Residents had set up a supply distribution center at the corner of Yetman and Billop avenues, and the people we talked to at that time didn’t ask for additional help. Many were waiting to see whether insurance would cover any of the damages and said that friends and family had already helped them clean as much as they could.

One constant refrain in Tottenville is contempt for the Federal Emergency Management Agency (FEMA). “They don’t do shit,” a woman named Vita said, standing outside her sister-in-law’s house. “FEMA sucks,” Maria, who lived up the street said. “They’re ignoring us.”

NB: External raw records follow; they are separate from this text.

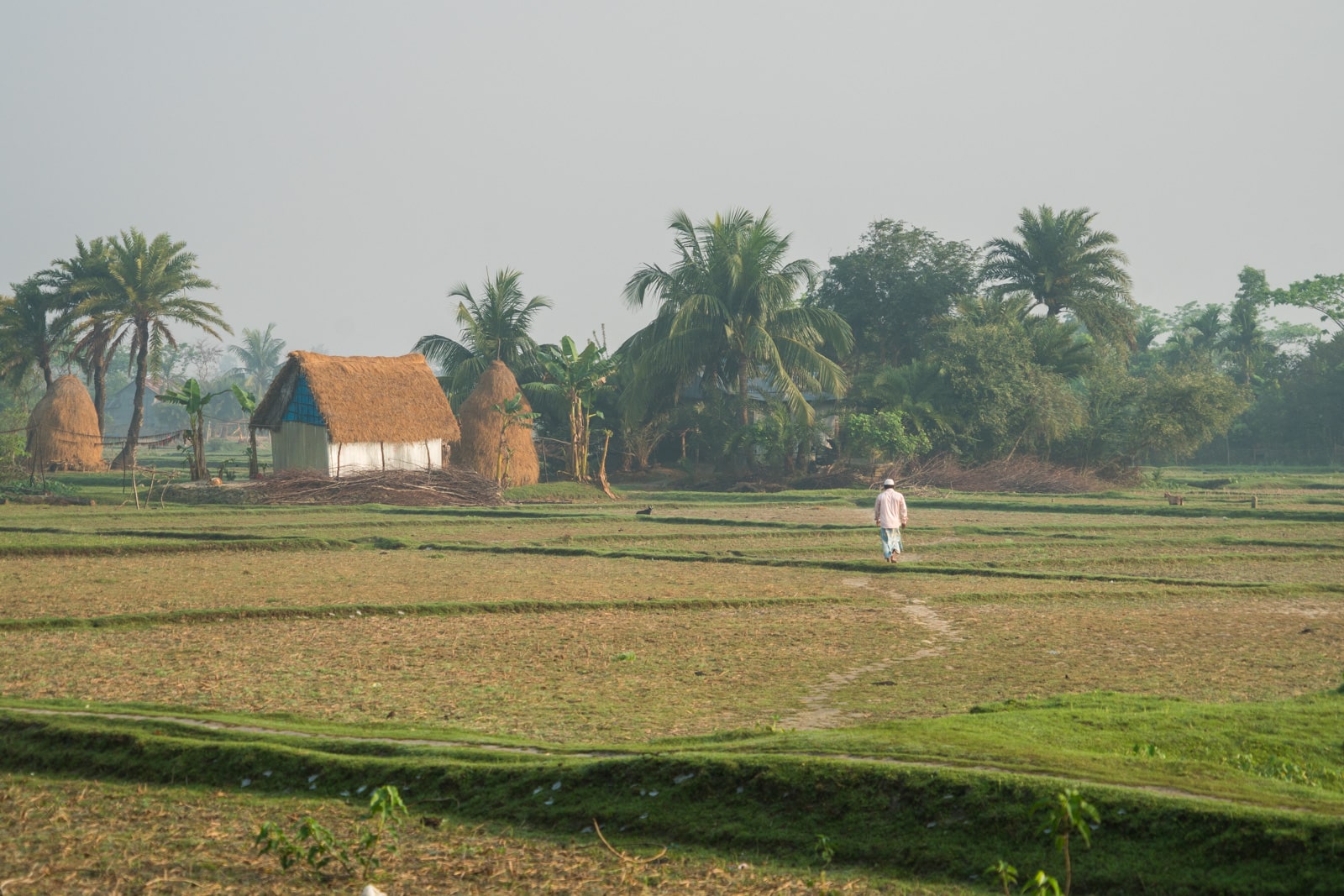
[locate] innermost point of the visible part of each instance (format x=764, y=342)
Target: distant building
x=356, y=414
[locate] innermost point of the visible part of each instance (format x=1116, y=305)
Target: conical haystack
x=481, y=426
x=64, y=429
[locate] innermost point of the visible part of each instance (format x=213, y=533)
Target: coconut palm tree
x=259, y=358
x=145, y=286
x=73, y=278
x=496, y=327
x=33, y=331
x=1063, y=264
x=727, y=315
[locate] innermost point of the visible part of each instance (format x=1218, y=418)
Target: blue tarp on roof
x=302, y=407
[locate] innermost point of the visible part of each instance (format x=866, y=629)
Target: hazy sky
x=338, y=167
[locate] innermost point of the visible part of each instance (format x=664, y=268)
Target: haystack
x=347, y=414
x=481, y=426
x=64, y=429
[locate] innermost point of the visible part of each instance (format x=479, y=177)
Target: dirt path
x=817, y=711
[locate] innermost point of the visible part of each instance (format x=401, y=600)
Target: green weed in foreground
x=907, y=820
x=316, y=846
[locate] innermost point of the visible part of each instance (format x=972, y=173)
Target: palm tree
x=259, y=358
x=73, y=278
x=192, y=401
x=922, y=394
x=1063, y=264
x=1245, y=342
x=145, y=286
x=729, y=313
x=33, y=331
x=494, y=328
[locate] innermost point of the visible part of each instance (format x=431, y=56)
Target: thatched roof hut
x=64, y=429
x=481, y=425
x=356, y=414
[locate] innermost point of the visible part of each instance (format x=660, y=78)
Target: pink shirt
x=890, y=510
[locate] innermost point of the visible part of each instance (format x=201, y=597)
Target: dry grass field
x=716, y=617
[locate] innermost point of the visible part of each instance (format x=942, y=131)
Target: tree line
x=759, y=363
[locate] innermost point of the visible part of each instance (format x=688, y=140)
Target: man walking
x=891, y=516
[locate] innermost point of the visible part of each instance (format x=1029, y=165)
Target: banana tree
x=575, y=379
x=248, y=402
x=194, y=402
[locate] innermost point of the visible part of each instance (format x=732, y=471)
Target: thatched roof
x=481, y=425
x=64, y=429
x=363, y=399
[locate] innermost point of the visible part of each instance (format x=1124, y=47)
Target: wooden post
x=601, y=469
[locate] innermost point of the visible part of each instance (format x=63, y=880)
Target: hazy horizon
x=339, y=167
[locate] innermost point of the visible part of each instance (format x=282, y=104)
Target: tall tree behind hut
x=74, y=280
x=729, y=313
x=145, y=286
x=483, y=425
x=495, y=328
x=571, y=379
x=259, y=358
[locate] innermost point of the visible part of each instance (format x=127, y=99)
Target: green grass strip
x=188, y=544
x=871, y=567
x=938, y=822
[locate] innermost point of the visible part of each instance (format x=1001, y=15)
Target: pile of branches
x=449, y=486
x=1026, y=474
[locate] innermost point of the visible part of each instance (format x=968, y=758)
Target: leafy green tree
x=260, y=356
x=1321, y=293
x=1063, y=264
x=1005, y=396
x=894, y=288
x=777, y=439
x=33, y=331
x=1109, y=396
x=729, y=315
x=194, y=401
x=922, y=394
x=884, y=436
x=147, y=286
x=248, y=405
x=1183, y=409
x=1066, y=815
x=1245, y=340
x=573, y=378
x=496, y=327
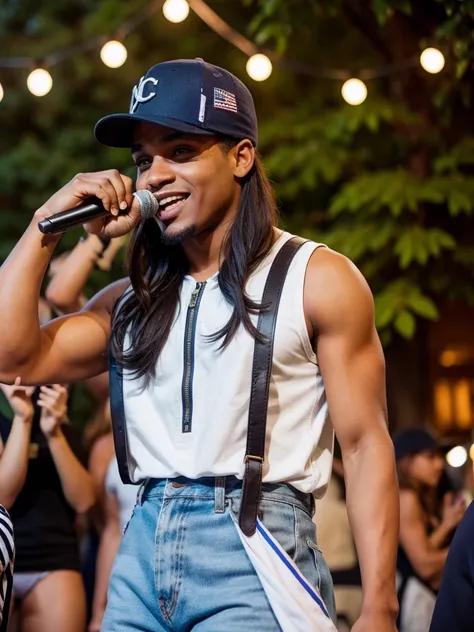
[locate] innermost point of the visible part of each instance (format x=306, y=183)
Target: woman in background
x=44, y=465
x=426, y=526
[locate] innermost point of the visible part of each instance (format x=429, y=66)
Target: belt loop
x=141, y=491
x=219, y=495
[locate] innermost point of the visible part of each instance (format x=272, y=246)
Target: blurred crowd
x=69, y=508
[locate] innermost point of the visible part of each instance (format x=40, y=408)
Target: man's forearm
x=21, y=277
x=373, y=508
x=14, y=461
x=78, y=485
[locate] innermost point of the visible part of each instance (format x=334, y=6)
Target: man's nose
x=160, y=173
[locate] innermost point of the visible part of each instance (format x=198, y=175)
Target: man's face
x=190, y=175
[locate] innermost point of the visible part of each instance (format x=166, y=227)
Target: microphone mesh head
x=149, y=205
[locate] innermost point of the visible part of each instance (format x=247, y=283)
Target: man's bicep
x=349, y=352
x=73, y=347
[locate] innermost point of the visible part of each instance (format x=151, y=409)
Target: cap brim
x=118, y=130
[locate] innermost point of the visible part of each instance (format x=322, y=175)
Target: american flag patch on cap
x=224, y=100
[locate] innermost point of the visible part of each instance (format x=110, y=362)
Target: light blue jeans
x=182, y=567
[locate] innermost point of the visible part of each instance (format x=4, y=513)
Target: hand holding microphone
x=103, y=202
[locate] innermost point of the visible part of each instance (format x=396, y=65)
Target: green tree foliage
x=389, y=182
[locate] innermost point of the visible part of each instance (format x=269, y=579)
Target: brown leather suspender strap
x=261, y=372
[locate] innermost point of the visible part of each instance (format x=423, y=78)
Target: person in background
x=7, y=559
x=23, y=416
x=426, y=525
x=41, y=465
x=65, y=293
x=120, y=500
x=454, y=608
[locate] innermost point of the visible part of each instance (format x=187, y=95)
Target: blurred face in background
x=425, y=468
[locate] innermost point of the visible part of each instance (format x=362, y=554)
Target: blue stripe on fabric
x=309, y=589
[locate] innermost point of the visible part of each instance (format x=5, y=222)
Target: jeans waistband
x=205, y=488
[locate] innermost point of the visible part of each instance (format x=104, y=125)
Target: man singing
x=181, y=333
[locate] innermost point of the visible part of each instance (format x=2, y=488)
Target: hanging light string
x=259, y=65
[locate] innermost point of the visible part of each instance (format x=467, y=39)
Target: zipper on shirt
x=188, y=366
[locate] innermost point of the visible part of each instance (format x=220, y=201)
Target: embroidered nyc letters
x=138, y=95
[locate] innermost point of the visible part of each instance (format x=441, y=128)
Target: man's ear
x=244, y=157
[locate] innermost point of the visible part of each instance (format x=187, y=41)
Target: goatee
x=175, y=238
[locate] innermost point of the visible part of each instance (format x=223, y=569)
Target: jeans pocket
x=279, y=518
x=323, y=579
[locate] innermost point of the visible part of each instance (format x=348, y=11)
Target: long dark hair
x=156, y=272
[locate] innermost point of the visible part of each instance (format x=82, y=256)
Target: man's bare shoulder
x=335, y=290
x=108, y=296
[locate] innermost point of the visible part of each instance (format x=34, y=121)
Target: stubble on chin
x=174, y=238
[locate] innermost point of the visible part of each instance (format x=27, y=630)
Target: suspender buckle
x=255, y=458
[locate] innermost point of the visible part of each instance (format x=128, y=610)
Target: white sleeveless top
x=126, y=495
x=191, y=419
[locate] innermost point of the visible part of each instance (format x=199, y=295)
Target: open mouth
x=171, y=206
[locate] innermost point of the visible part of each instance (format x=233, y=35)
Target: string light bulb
x=176, y=10
x=457, y=456
x=354, y=91
x=39, y=82
x=259, y=67
x=432, y=60
x=113, y=54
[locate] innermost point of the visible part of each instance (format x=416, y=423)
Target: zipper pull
x=194, y=295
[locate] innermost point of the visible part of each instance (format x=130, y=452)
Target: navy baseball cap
x=413, y=441
x=188, y=95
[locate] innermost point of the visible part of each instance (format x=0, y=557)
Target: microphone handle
x=60, y=222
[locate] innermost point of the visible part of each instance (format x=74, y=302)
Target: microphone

When we first got to the neighborhood, Allison was hesitant to initiate conversations, so I was the one who approached the first few people we saw. By the end of the afternoon, however, she had taken the lead. “Hi, we’re here with Occupy Sandy,” she said multiple times, before assessing the needs of the person she was speaking with.

I got a ride back to the city from Steve, who said he had served in the US Marine Corps in Afghanistan. When he told me that, I responded that I couldn’t think of two organizations more different than the Marines and Occupy. “You have no idea,” he said, laughing loudly. He initially went to St. Jacobi with plans to just help out for a day or two, but responsibilities just kept coming. “It’s like an octopus, pulling you in,” he said as we crossed the Verrazano Bridge. He expressed frustration with what he described as the lack of organization of Occupy Sandy, especially when compared with the military, but also stressed that he had met some organizers he really liked.

He had plans that night to meet up with a woman he had met at a bar earlier in the week for a first date. There was no time to go home and change, and he realized he was wearing the same clothes he had been wearing when they met. Laughing and swearing under his breath as his fuel tank quickly approached empty, he exhaled deeply. “Maybe I can ask her to help me push my car home. It’ll be a great bonding experience.”